Since this server is compatible with OpenAI API, you can use it as a drop-in replacement for any applications using OpenAI API. For example, another way to query the server is via the openai python package:

from openai import OpenAI

# Modify OpenAI's API key and API base to use vLLM's API server.
openai_api_key = "EMPTY"
openai_api_base = "http://localhost:8000/v1"
client = OpenAI(
    api_key=openai_api_key,
    base_url=openai_api_base,
)
completion = client.completions.create(model="facebook/opt-125m",
                                      prompt="San Francisco is a")
print("Completion result:", completion)

For a more detailed client example, refer to examples/openai_completion_client.py.

Using OpenAI Chat API with vLLM#

The vLLM server is designed to support the OpenAI Chat API, allowing you to engage in dynamic conversations with the model. The chat interface is a more interactive way to communicate with the model, allowing back-and-forth exchanges that can be stored in the chat history. This is useful for tasks that require context or more detailed explanations.

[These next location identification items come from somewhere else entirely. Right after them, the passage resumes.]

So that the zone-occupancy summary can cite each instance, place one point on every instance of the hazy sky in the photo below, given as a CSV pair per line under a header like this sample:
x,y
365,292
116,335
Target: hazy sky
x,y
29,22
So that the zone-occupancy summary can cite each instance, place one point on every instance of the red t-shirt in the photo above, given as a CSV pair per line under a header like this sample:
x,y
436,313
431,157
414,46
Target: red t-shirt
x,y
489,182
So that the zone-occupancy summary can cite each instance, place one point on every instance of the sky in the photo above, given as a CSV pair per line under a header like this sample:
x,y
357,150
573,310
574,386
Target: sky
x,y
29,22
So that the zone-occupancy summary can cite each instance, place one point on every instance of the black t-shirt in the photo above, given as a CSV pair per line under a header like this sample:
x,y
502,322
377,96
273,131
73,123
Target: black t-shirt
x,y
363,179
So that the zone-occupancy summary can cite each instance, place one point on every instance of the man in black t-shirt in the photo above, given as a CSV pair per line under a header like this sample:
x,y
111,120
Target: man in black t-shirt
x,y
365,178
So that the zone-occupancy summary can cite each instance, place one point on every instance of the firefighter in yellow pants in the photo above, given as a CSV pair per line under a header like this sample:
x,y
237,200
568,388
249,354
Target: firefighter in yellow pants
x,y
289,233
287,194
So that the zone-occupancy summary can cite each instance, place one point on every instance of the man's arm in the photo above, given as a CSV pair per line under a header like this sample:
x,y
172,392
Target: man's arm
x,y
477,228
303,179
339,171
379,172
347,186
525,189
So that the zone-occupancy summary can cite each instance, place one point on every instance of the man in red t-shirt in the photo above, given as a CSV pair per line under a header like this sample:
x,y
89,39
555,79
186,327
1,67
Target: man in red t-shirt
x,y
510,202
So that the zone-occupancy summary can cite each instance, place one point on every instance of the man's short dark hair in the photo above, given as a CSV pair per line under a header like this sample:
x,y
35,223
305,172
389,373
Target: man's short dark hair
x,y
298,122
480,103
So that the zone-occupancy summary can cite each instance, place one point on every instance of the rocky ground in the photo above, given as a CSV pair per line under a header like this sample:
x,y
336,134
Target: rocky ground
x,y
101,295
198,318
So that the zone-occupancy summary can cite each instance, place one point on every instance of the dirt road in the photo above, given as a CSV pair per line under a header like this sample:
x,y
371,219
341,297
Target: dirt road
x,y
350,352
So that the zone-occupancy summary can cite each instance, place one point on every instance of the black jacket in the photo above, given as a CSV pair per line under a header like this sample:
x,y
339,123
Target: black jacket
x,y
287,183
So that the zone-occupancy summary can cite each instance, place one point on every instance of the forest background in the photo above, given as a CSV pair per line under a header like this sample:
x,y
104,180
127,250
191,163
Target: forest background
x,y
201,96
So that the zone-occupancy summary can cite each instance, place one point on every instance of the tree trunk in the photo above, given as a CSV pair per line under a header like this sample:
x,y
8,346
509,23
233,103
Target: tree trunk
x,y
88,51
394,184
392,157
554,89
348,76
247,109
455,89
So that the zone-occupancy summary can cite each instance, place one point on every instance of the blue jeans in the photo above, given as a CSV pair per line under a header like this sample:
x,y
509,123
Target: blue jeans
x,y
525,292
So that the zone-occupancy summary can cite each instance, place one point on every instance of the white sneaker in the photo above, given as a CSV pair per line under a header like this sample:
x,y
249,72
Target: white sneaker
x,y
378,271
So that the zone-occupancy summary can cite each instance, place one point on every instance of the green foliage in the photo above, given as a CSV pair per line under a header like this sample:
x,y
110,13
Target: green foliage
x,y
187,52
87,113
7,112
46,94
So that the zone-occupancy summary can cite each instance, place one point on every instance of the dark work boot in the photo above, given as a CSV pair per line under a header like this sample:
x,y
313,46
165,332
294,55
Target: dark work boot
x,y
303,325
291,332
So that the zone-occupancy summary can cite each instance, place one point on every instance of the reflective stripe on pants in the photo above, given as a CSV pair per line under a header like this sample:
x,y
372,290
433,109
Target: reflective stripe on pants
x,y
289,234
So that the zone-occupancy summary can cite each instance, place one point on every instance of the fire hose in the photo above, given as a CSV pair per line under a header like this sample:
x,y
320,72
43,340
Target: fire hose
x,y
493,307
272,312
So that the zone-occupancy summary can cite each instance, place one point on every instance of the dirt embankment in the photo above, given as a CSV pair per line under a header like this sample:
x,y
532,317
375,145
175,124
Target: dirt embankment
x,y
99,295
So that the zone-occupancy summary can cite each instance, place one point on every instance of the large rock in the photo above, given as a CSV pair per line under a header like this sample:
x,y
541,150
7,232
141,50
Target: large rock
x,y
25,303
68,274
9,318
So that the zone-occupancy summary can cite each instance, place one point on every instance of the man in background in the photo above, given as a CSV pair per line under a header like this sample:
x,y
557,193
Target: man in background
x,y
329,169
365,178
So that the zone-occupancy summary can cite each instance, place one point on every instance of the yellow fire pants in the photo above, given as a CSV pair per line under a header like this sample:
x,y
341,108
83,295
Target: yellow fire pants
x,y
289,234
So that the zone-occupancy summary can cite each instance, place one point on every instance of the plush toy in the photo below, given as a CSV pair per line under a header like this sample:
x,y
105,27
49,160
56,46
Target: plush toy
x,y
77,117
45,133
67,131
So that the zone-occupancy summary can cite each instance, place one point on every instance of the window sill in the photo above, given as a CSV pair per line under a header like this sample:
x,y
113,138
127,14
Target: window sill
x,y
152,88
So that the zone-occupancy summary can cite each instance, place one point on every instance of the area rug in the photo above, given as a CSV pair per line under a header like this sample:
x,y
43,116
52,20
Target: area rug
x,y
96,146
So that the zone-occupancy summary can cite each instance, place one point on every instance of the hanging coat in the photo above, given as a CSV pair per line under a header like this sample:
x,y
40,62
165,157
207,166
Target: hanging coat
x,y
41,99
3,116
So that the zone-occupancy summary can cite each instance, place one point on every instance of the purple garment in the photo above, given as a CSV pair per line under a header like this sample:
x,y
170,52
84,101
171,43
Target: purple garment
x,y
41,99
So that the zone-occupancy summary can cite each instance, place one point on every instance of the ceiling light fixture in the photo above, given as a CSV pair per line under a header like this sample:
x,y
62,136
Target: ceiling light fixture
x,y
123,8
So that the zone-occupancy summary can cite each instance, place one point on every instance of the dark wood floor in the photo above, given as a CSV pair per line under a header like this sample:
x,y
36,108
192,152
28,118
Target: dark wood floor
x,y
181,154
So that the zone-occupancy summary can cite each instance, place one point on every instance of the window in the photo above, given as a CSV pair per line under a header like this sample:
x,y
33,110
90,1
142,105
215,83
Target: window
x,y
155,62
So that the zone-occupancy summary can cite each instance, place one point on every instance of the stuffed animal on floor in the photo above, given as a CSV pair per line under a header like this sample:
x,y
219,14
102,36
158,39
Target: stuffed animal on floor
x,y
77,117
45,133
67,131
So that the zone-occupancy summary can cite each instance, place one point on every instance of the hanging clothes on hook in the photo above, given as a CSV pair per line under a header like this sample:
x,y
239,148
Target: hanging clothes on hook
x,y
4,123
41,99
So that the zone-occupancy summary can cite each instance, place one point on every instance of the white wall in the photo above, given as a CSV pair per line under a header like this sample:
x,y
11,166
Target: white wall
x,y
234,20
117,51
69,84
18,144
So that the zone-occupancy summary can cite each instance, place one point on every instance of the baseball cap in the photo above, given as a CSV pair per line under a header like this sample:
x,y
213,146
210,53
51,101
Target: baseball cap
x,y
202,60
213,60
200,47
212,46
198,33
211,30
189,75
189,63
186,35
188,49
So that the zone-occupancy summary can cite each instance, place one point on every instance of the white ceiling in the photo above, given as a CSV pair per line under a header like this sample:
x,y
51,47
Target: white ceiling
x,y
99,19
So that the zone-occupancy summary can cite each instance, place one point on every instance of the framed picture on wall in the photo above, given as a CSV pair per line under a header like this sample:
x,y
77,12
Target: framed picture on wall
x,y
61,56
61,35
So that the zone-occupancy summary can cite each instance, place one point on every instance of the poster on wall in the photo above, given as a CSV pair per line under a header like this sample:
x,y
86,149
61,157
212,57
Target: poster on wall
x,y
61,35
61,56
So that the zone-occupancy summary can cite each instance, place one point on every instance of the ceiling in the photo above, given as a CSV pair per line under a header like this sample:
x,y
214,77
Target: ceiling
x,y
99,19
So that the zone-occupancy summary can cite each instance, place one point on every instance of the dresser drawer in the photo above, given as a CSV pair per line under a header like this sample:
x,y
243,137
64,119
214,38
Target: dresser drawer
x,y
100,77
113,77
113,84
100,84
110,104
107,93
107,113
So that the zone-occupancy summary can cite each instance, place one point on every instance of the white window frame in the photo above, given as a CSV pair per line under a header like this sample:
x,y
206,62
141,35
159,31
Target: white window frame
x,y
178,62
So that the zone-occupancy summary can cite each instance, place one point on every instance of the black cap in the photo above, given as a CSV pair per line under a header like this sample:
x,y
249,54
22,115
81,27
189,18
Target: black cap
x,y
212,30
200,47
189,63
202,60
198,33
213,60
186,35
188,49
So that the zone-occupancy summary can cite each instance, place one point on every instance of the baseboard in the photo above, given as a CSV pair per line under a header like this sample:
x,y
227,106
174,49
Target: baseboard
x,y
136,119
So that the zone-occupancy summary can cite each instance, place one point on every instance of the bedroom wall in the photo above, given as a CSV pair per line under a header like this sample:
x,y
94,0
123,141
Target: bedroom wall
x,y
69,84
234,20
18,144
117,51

Querying the model using OpenAI Chat API:

You can use the create chat completion endpoint to communicate with the model in a chat-like interface:

$ curl http://localhost:8000/v1/chat/completions \
$     -H "Content-Type: application/json" \
$     -d '{
$         "model": "facebook/opt-125m",
$         "messages": [
$             {"role": "system", "content": "You are a helpful assistant."},
$             {"role": "user", "content": "Who won the world series in 2020?"}
$         ]
$     }'

Python Client Example:

Using the openai python package, you can also communicate with the model in a chat-like manner:

from openai import OpenAI
# Set OpenAI's API key and API base to use vLLM's API server.
openai_api_key = "EMPTY"
openai_api_base = "http://localhost:8000/v1"

client = OpenAI(
    api_key=openai_api_key,
    base_url=openai_api_base,
)

chat_response = client.chat.completions.create(
    model="facebook/opt-125m",
    messages=[
        {"role": "system", "content": "You are a helpful assistant."},
        {"role": "user", "content": "Tell me a joke."},
    ]
)
print("Chat response:", chat_response)

For more in-depth examples and advanced features of the chat API, you can refer to the official OpenAI documentation.